It didn’t take long for old rumors to resurface about President Obama’s Affordable Care Act.
When “Obamacare” was first passed the blogosphere was up-in-arms that the AHA included an additional 3.8% tax on any real estate sale, and claimed, “that’s $3,800 on a $100,000 home.”
There were email chains passed along that said that anyone who sold a home would be subject to this tax.
Which is absolutely true, except for the fact that it is complete fiction.
The rumors have long since been debunked, yet after the Supreme Court upheld the Affordable Health Care Act earlier this week, I’ve heard some conservatives once again pushing this narrative.
So kids once more with feeling, “There is no real estate sales tax in Obamacare.”
Now there is an additional capital gains tax included in the Affordable Care Act, and yes it will affect a narrow field of real estate transactions.
But here is what you need to know; the majority of taxpayers will not have to pay it.
There is a new tax on investment income which will cover the income from interest, dividends, rents, as well as capital gains. It’s not a transfer tax on real estate sales.
While the sale of a home can be subject to this tax, it is only if a number of criteria are met.
If you are a married couple making less than $250,000 or an individual making less than $200,000, then you cannot be taxed.
If you are fortunate enough to be in that high income bracket, it does not automatically mean you will be paying this tax.
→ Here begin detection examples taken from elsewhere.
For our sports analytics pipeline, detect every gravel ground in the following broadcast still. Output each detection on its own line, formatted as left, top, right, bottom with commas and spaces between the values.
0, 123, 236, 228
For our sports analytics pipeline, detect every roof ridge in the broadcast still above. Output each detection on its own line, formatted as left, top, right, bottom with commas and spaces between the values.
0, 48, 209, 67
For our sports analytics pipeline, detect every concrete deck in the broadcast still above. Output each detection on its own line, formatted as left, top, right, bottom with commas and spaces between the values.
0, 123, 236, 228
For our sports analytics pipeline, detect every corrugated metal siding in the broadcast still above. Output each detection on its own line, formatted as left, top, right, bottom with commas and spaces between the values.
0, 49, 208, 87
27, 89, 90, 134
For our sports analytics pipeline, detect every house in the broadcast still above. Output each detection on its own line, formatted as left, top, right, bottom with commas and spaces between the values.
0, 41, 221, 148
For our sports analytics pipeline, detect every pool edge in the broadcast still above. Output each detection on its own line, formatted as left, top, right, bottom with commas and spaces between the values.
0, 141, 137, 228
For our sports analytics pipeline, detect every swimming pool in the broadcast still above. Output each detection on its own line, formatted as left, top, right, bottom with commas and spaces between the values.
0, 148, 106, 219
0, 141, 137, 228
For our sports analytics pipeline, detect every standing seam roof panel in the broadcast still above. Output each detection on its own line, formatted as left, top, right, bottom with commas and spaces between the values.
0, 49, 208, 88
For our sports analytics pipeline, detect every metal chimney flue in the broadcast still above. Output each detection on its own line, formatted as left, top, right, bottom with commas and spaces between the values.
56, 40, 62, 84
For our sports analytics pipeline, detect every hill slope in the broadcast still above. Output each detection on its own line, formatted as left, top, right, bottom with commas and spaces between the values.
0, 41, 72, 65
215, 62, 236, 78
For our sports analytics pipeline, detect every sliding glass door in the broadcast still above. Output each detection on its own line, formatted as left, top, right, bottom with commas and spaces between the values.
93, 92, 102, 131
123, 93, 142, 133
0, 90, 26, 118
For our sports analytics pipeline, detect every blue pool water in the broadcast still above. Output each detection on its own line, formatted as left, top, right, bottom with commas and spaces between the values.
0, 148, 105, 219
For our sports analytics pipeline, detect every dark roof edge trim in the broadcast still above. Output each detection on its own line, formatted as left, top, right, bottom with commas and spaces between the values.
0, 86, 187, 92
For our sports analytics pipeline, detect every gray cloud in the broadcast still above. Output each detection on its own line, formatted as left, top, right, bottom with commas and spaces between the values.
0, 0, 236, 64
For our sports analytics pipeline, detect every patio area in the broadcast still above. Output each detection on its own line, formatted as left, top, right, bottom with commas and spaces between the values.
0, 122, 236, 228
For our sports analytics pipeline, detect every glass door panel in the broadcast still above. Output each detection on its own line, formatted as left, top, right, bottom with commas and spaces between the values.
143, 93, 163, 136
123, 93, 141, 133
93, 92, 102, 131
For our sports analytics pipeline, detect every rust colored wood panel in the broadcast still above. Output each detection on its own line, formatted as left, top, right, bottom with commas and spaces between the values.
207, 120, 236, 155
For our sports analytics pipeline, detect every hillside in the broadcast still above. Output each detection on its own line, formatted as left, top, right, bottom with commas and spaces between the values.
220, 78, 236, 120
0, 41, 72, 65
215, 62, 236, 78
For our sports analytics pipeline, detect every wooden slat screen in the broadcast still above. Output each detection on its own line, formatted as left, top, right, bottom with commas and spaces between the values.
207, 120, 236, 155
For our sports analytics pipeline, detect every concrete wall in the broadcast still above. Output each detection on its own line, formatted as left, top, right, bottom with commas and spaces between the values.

While all real estate transactions were once subject to a capital gains tax, President Clinton introduced an exemption to the tax for primary residences with a profit of $500,000.
Which means that profits under $500,000 for married couples and $250,000 for individuals are exempt from the tax, which is currently at 15%.
The new tax adds an additional 3.8% surtax to those transactions only if you exceed that exemption, and only for the amount that exceeds $250,000/$500,000.
The National Association of Realtors lays out several examples here, including a fictional couple who have a gross income of $325,000 and make a profit of $525,000 off the sale of their primary home.
Again we are talking about the profit you make off selling your home, not the price you sell it for.
Here is the NAR’s chart on “John and Mary”:
So there you have it. An additional $950 for a couple who made over a million dollars in income
The fact is even if you are in “John and Mary’s income bracket.” with the amount of homes that are currently underwater there is little chance of making that kind of profit, which means you likely won’t be paying this tax.
And did I mention this tax doesn’t kick in until January 1st, 2013?